Re: possible deadlock in start_this_handle (2)

harshad shirwadkar <harshadshirwadkar@xxxxxxxxx> · Fri, 19 Feb 2021 09:22:40 -0800

On Fri, Feb 19, 2021 at 2:20 AM Tetsuo Handa
<penguin-kernel@xxxxxxxxxxxxxxxxxxx> wrote:
>
> On 2021/02/15 23:29, Jan Kara wrote:
> > On Mon 15-02-21 23:06:15, Tetsuo Handa wrote:
> >> On 2021/02/15 21:45, Jan Kara wrote:
> >>> On Sat 13-02-21 23:26:37, Tetsuo Handa wrote:
> >>>> Excuse me, but it seems to me that nothing prevents
> >>>> ext4_xattr_set_handle() from reaching ext4_xattr_inode_lookup_create()
> >>>> without memalloc_nofs_save() when hitting ext4_get_nojournal() path.

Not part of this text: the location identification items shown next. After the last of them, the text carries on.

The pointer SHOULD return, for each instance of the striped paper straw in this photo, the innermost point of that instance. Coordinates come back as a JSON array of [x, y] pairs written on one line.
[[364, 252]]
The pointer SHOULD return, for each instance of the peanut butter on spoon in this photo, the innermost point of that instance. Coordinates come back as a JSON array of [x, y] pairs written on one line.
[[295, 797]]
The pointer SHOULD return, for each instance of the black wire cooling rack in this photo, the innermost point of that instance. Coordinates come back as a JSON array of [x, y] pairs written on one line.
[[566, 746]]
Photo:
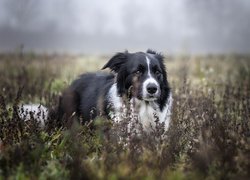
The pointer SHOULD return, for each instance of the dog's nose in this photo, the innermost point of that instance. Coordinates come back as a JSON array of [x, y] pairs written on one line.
[[151, 88]]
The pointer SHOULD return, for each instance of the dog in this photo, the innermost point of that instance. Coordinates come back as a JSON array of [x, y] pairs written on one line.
[[137, 78]]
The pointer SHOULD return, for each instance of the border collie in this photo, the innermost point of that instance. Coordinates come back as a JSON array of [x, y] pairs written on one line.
[[138, 78]]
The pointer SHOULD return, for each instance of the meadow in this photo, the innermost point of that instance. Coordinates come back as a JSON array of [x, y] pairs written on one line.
[[209, 136]]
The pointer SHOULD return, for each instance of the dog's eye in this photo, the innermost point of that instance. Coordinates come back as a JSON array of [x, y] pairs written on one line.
[[157, 72], [138, 72]]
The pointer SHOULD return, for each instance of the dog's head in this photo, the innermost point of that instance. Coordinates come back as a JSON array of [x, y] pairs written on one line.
[[141, 75]]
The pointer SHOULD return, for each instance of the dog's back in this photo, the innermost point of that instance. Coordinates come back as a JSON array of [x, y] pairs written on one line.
[[86, 96]]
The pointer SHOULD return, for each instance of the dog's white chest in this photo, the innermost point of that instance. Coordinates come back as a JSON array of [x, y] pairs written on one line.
[[147, 112]]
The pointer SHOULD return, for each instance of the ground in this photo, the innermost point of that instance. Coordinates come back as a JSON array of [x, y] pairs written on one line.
[[209, 136]]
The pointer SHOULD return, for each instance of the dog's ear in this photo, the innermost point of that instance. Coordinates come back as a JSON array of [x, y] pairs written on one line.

> >>>> Will you explain when ext4_get_nojournal() path is executed?
> >>>
> >>> That's a good question but sadly I don't think that's it.

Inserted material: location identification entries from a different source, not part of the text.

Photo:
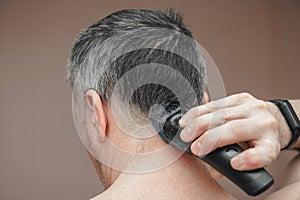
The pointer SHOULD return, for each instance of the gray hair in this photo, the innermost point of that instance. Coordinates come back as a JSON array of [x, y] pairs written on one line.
[[146, 57]]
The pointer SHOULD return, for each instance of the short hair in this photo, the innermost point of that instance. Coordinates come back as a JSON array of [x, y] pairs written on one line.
[[149, 37]]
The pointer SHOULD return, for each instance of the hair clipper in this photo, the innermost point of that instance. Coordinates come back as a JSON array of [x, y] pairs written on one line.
[[253, 182]]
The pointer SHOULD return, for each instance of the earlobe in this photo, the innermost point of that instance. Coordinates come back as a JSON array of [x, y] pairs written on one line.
[[205, 98], [99, 116]]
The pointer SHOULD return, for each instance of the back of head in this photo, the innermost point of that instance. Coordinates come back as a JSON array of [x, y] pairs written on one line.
[[143, 60]]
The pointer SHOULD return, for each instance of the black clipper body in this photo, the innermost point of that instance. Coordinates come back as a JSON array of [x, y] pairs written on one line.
[[252, 182]]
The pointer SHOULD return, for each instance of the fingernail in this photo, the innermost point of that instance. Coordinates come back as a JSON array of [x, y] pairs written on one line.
[[186, 134], [237, 163], [183, 121], [199, 149]]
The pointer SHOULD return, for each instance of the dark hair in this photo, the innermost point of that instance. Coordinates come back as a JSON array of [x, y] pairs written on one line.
[[103, 54]]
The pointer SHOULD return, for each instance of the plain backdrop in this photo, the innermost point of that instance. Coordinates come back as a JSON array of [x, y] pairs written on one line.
[[255, 43]]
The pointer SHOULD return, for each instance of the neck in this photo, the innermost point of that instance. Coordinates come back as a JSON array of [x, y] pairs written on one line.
[[185, 178]]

> >>> ext4_get_nojournal() is called when the filesystem is created without a
> >>> journal. In that case we also don't acquire jbd2_handle lockdep map. In the
> >>> syzbot report we can see:
> >>
> >> Since syzbot can test filesystem images, syzbot might have tested a filesystem
> >> image created both with and without journal within this boot.
> >
> > a) I think that syzbot reboots the VM between executing different tests to
> > get reproducible conditions. But in theory I agree the test may have
> > contained one image with and one image without a journal.
>
> syzkaller reboots the VM upon a crash.
> syzkaller can test multiple filesystem images within one boot.
>
> https://storage.googleapis.com/syzkaller/cover/ci-qemu-upstream-386.html (this
> statistic snapshot is volatile) reports that ext4_get_nojournal() is partially covered
> ( https://github.com/google/syzkaller/blob/master/docs/coverage.md ) by syzkaller.
>
>       /* Just increment the non-pointer handle value */
>       static handle_t *ext4_get_nojournal(void)
>       {
>    86         handle_t *handle = current->journal_info;
>               unsigned long ref_cnt = (unsigned long)handle;
>
>               BUG_ON(ref_cnt >= EXT4_NOJOURNAL_MAX_REF_COUNT);
>
>    86         ref_cnt++;
>               handle = (handle_t *)ref_cnt;
>
>               current->journal_info = handle;
>  2006         return handle;
>       }
>
>
>       /* Decrement the non-pointer handle value */
>       static void ext4_put_nojournal(handle_t *handle)
>       {
>               unsigned long ref_cnt = (unsigned long)handle;
>
>    85         BUG_ON(ref_cnt == 0);
>
>    85         ref_cnt--;
>               handle = (handle_t *)ref_cnt;
>
>               current->journal_info = handle;
>       }
>
>
>       handle_t *__ext4_journal_start_sb(struct super_block *sb, unsigned int line,
>                                         int type, int blocks, int rsv_blocks,
>                                         int revoke_creds)
>       {
>               journal_t *journal;
>               int err;
>
>  2006         trace_ext4_journal_start(sb, blocks, rsv_blocks, revoke_creds,
>  2006                                  _RET_IP_);
>  2006         err = ext4_journal_check_start(sb);
>               if (err < 0)
>                       return ERR_PTR(err);
>
>  2005         journal = EXT4_SB(sb)->s_journal;
>  1969         if (!journal || (EXT4_SB(sb)->s_mount_state & EXT4_FC_REPLAY))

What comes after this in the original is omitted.